A Yen for Yarn
Warming up at Mountain Knits
(page 1 of 2)
It was nearing the end of our too-short summer when I popped into Mountain Knits in Driggs to talk to owner Jo Warden. I’d been too busy gardening and swimming and otherwise enjoying the sunshine to even think about picking up my needles, but Jo’s enthusiasm is infectious and before I left that afternoon, I had new yarn and lots of ideas dancing around in my head.
Before we even sat down on the shop’s cozy sofa to talk, Jo had excitedly led me around the place to pet the newest cashmere, see the pattern she had her eye on for the next Knit-Along, and model a fresh-off-the-needles pink alpaca beret. I would never have pictured myself in a fuzzy pink beret—but you know what? It looked pretty cute. It was fun and funky and I wanted to make one immediately. Jo has that effect on people.
Jo learned to knit from her mother as a young girl in Tennessee. Turns out that’s how most people learn. Nobody in my family knit, so I learned at Mountain Knits from Jo. But historically, it’s a skill passed down to young girls by mothers and grandmothers and aunts. “Women have probably been knitting and teaching each other to knit since before Jesus,” Jo laughs. But like most young girls who learn to knit in an age when it’s not a necessity, she gave it up for the more interesting pursuits of adolescence, like music and boys. For decades she never even thought about knitting. It was an old lady hobby, after all.
Then an interesting thing happened—knitting became cool again. Women in their twenties and thirties were knitting on the subways and in coffee shops; actresses like Julia Roberts and Sarah Jessica Parker were seen knitting in magazines; Stitch ’n’ Bitch Clubs were popping up all over the country. Jo took notice, and when she was pregnant with her first son, she picked up the needles and started them clickity-clacking again. This time she didn’t stop. Pretty quickly she graduated from hats and scarves to blankets and booties, and before long was hooked on knitting her own sweaters.
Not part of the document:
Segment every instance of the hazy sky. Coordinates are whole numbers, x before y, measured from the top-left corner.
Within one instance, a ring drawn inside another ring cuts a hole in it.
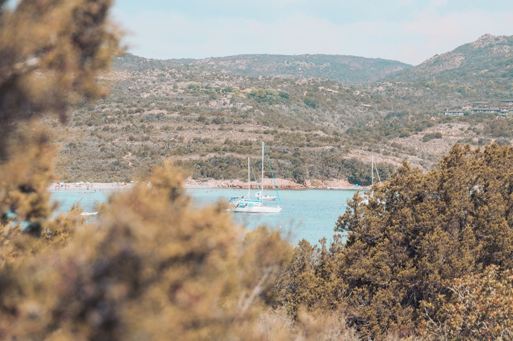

“There was a knit shop in Jackson and one in Idaho Falls,” Jo says, “but nothing here.” That was a problem that needed fixing, given that her new addiction had a voracious appetite for yarn. “Going into business for myself was a complete impulse. But I had the feeling that if I didn’t do it, someone else would.” So, she started looking for a space.
Jo got a lot of early advice from the small grassroots companies that make and distribute most of the yarns she sells. One of them told her that, despite the fact that The Yarn Barn was indeed a very cute name for a store, she really shouldn’t try to sell yarn out of a dark, drafty old barn. Jo laughs, remembering her early plans and mistakes. “The thing you have to know going into a business like this is that nobody’s trying to get rich, so it’s a very easygoing and collaborative community.” She took their advice about the barn, and Mountain Knits opened its doors in the Dubbe-Moulder building in 2003. Two years later, she moved the business to its current location on Little Avenue, in what is affectionately called “The Estrogen Building” by the all-women business owners inside. (Don’t worry, men, you are not only allowed, but warmly welcomed. And the bathroom is very clean.)
Jo stocks her shop with an eclectic collection of yarns you don’t often find even in the biggest cities: hand-painted merino wools from Canada, German sock yarns, delicately beaded yarn made by a women’s collective in Africa, local hand-spun and -dyed alpaca from Driggs’ own Tom Cleary. She also carries a plethora of affordable cotton, wool, bamboo, and natural fiber blends. There’s really something for everyone.
From the very beginning, Jo believed in partnering, rather than competing, with other regional businesses in the same industry. “It just makes sense economically,” she says. “Especially now.” They may have similar merchandise, but Jo won’t carry the exact same yarns as the knit shops in Jackson and Idaho Falls. “If people are looking for something we don’t carry, we’ll happily send them to the other shops. We’re all in this together.”